Following the game, rumors of corruption plagued the White Sox, fostering enough attention to convene a grand jury for the investigation. Consequently, Eddie Cicotte and Shoeless Joe Jackson of the Chicago White Sox confessed to their participation in the scheme, and on October 22nd, 1920, the grand jury indicted the eight players and five gamblers on nine counts of conspiracy to defraud. On July 27th, 1921, the trial began. Key evidence was found missing, including the signed confessions of Cicotte and Jackson, thus the jury delivered not guilty verdicts for all eight players. Despite this anticlimactic outcome, the scandal and its damage to the sport itself allowed the owners the resolve to appoint federal judge and fellow baseball fan Kenesaw Mountain Landis as the Commissioner of Baseball, giving him virtually unchecked power and authority over every aspect of the game.

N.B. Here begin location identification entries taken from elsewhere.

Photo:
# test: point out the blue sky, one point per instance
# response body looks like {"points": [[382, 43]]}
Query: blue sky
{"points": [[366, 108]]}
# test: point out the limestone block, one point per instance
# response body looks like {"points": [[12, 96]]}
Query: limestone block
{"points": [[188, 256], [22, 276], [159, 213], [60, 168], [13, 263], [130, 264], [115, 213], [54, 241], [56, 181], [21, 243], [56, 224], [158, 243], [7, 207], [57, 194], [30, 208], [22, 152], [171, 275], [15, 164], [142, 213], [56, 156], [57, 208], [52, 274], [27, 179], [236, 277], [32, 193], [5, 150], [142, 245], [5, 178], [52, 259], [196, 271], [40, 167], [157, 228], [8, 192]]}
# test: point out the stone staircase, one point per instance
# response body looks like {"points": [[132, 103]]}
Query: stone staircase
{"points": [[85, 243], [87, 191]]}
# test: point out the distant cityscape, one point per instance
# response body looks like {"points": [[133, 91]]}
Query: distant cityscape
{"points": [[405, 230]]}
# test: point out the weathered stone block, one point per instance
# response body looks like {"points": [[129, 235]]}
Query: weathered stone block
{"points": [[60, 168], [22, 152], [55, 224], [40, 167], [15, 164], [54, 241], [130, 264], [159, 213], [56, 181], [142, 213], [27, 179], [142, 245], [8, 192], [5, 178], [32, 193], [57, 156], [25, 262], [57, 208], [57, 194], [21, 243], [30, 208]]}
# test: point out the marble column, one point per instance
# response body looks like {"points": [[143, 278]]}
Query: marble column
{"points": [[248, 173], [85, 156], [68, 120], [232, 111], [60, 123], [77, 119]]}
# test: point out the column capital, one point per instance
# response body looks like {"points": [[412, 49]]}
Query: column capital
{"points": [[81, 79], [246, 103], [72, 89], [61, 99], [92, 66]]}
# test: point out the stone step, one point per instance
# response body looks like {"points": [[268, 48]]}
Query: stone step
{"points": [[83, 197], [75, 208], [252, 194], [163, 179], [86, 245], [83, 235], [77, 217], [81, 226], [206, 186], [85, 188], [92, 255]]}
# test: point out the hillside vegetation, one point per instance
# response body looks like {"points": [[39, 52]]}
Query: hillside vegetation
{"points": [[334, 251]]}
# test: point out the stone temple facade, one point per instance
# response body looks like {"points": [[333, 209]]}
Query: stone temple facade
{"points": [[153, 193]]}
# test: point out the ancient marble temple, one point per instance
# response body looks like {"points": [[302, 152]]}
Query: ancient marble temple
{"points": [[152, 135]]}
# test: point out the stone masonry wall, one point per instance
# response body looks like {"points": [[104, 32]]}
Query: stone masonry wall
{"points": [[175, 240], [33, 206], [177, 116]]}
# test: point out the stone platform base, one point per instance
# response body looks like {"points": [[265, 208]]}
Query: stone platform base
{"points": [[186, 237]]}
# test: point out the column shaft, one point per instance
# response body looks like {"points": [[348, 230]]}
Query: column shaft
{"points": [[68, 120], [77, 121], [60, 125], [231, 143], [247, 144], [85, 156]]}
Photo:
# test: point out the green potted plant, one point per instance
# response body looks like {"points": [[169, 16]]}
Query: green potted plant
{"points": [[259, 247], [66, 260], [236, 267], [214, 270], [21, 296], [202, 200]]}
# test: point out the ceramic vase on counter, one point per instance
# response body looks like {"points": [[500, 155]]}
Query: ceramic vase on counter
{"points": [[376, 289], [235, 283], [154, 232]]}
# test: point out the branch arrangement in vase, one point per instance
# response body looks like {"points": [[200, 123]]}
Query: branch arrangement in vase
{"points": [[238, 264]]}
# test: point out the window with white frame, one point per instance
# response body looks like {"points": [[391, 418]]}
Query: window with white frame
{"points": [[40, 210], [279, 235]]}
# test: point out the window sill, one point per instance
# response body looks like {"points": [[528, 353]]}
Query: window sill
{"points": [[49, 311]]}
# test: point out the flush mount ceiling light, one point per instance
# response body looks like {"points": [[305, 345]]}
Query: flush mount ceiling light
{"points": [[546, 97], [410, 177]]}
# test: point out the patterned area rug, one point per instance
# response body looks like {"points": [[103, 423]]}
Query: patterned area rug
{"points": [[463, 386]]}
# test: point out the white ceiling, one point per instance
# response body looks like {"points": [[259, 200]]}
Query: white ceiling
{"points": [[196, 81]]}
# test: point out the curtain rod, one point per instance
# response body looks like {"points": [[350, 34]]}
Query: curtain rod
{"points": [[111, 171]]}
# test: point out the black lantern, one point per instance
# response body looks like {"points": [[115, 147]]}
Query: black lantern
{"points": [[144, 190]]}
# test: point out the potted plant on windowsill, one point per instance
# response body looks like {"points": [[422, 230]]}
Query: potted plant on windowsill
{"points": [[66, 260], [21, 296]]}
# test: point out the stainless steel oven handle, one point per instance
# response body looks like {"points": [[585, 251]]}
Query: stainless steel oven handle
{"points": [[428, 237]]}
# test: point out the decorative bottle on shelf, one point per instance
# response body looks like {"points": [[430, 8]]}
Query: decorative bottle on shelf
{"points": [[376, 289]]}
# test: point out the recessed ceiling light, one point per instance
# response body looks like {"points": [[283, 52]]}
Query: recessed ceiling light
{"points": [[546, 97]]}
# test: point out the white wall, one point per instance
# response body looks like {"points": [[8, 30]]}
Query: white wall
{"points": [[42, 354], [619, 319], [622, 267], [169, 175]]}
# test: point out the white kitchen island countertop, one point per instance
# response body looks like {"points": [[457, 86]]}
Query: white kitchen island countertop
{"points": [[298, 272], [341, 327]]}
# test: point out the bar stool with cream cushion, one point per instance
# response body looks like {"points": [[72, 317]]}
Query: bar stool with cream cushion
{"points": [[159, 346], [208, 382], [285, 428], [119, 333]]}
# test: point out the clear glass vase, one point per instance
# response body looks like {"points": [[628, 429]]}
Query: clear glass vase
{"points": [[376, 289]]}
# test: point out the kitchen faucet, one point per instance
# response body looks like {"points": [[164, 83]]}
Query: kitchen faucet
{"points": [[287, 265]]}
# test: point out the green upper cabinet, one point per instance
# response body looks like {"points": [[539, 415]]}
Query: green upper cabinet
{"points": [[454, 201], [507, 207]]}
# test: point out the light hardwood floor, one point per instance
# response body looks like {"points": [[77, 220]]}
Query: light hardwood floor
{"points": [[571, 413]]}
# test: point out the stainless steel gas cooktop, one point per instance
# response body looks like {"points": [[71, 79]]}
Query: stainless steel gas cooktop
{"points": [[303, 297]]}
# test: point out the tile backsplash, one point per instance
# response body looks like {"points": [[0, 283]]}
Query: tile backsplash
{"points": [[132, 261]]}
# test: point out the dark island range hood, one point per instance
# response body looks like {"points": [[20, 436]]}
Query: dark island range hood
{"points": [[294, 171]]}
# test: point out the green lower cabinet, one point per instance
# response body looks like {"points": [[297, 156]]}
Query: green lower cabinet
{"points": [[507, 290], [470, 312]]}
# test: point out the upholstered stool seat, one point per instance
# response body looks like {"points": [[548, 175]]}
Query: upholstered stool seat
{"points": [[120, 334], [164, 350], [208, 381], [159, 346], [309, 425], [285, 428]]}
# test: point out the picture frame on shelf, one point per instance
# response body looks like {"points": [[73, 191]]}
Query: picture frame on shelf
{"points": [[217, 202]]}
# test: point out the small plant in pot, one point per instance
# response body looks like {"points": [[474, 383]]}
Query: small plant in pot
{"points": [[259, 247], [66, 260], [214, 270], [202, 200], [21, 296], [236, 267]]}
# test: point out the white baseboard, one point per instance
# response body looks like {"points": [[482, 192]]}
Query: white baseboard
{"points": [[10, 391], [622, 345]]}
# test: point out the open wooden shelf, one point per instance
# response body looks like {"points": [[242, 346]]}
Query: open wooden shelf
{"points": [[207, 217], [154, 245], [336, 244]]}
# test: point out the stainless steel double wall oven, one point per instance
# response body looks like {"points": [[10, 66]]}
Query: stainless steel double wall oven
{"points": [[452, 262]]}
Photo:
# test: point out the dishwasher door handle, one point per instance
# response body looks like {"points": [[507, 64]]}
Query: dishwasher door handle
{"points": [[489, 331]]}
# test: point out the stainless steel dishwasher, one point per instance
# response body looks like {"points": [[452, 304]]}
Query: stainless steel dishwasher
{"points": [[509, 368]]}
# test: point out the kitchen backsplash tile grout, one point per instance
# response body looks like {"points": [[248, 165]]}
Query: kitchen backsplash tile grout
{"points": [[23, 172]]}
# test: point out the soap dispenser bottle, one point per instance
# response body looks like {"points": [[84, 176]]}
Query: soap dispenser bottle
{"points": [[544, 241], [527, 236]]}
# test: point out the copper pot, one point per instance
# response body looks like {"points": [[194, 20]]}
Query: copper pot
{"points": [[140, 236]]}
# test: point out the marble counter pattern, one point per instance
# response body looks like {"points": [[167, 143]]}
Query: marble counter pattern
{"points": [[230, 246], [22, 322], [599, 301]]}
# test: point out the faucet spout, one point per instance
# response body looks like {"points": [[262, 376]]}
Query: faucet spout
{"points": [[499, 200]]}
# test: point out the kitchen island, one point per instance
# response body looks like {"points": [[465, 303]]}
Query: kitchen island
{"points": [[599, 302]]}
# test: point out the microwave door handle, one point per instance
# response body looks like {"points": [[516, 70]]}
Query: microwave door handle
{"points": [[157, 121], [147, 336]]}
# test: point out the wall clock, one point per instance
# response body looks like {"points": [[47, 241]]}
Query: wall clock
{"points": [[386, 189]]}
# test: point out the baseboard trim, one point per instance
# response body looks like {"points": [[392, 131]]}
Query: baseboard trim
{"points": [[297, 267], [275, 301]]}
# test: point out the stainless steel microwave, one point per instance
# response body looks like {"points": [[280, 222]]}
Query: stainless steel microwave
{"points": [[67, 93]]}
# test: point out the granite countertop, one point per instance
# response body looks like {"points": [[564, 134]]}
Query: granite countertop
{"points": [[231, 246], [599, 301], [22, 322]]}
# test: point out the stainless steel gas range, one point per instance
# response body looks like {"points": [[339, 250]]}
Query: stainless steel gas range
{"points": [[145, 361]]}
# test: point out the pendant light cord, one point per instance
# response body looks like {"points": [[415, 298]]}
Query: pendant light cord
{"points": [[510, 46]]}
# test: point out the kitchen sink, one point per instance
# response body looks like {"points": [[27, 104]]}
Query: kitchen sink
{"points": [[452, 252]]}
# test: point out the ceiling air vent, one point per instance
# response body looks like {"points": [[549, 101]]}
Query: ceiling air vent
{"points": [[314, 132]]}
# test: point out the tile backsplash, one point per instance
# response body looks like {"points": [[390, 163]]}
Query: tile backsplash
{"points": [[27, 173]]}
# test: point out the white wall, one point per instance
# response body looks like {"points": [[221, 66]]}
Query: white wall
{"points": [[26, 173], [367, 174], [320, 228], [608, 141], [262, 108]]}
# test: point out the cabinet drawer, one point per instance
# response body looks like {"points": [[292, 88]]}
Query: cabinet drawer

One of his first acts as commissioner was to situate the eight players onto an “ineligible list”, effectively disqualifying them endlessly from professional baseball as a whole.  Landis issued this verdict, “Regardless of the verdict of juries, no player who throws a ball game, no player who undertakes or promises to throw a ball game, no player who sits in confidence with a bunch of crooked ballplayers and gamblers, where the ways and means of throwing a game are discussed and does not promptly tell his club about it, will ever play professional baseball.” While not financial punishment, the verdict sent a stern message to those who hoped to throw ball games in the future. This event opened the public to the corruption behind the scenes.


2 comments:

  1. Interesting post, Aaron! Thank you for sharing about this corruption and how sports is also an industry influenced by the power of money. However, although people frequently refer to the 1919 World Series game as when "baseball lost it's innocence", it was not an isolated incident. Even before 1919, baseball games were frequently rigged, including two double-headers of the 1917. Many of these players were inspired to rig these games because of a lack of pay and decrease in salary. Evidently, the situation of game rigging is more complex than originally portrayed.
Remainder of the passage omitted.